= Chagi =

Telugu dynasty

The Chagis (or Tyagis) were a medieval chiefly lineage in Andhra.

== History ==
The Chagis ruled over the regions of Natavadi and Vijayavati Vishayas for nearly three and a half centuries, with capitals located at Gudimetta, Vijayawada, and Vinukonda. They served as vassals to successive major powers, including the Chalukya-Cholas, the Kakatiyas, and later the Gajapatis. The ruling family bore the surname Vipparla and entered into marriage alliances with influential dynasties such as the Kakatiyas and Kondapadumatis. The Chagi inscriptions trace their ancestry to the legendary Durjaya lineage, a common ancestral claim among several Andhra dynasties. The earliest known figure in the family was Muppa I, followed by rulers like Dora I, Pota I, Dora II, Pota II, Ganapaya, Dora III, Manuma Pota, and Manuma Ganapaya.
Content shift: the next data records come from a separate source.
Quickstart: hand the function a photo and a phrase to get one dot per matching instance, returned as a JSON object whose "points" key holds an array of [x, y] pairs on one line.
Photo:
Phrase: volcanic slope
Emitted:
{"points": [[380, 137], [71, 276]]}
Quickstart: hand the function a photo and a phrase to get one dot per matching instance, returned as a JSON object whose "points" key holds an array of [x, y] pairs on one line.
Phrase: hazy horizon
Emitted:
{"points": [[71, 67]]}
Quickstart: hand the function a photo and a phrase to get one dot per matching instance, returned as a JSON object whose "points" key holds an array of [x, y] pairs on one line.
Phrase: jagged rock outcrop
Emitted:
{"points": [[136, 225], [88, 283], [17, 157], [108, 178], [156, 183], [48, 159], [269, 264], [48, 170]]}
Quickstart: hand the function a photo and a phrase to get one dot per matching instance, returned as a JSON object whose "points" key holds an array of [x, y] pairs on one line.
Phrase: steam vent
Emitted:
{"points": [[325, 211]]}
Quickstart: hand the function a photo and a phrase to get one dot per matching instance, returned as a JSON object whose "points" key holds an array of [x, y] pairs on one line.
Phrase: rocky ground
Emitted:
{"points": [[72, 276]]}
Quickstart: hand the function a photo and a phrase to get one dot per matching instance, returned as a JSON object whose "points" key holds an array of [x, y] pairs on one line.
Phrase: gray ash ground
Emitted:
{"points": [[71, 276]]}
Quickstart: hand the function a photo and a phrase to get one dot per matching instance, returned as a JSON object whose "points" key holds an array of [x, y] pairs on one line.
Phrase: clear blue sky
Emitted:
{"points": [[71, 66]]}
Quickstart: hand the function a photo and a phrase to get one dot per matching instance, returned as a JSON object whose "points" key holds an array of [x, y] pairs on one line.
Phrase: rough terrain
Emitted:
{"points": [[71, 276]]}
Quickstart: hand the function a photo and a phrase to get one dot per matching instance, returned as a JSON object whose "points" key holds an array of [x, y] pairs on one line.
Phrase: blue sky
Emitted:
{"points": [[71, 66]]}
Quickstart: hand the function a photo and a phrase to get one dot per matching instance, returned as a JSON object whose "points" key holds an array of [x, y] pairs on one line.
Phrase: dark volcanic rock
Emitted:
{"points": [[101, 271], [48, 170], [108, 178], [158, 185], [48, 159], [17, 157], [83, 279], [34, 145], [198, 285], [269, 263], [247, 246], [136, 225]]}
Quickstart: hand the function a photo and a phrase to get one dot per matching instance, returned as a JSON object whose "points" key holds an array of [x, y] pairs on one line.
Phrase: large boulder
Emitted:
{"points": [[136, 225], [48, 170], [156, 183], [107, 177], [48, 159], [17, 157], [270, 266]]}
A related branch of the dynasty ruled from Vinukonda and is distinguished by the use of the honorific titles "Nayaka" or "Nayudu" in their names, suggesting a possible military or administrative role. Chiefs such as Annama Nayaka, Gannama Nayaka, and Komma Nayaka are mentioned in inscriptions from this branch. Although the exact relationship between the Vinukonda and Gudimetta branches remains unclear, the titles indicate that the Vinukonda Chagis likely held high-ranking positions in regional governance or the army.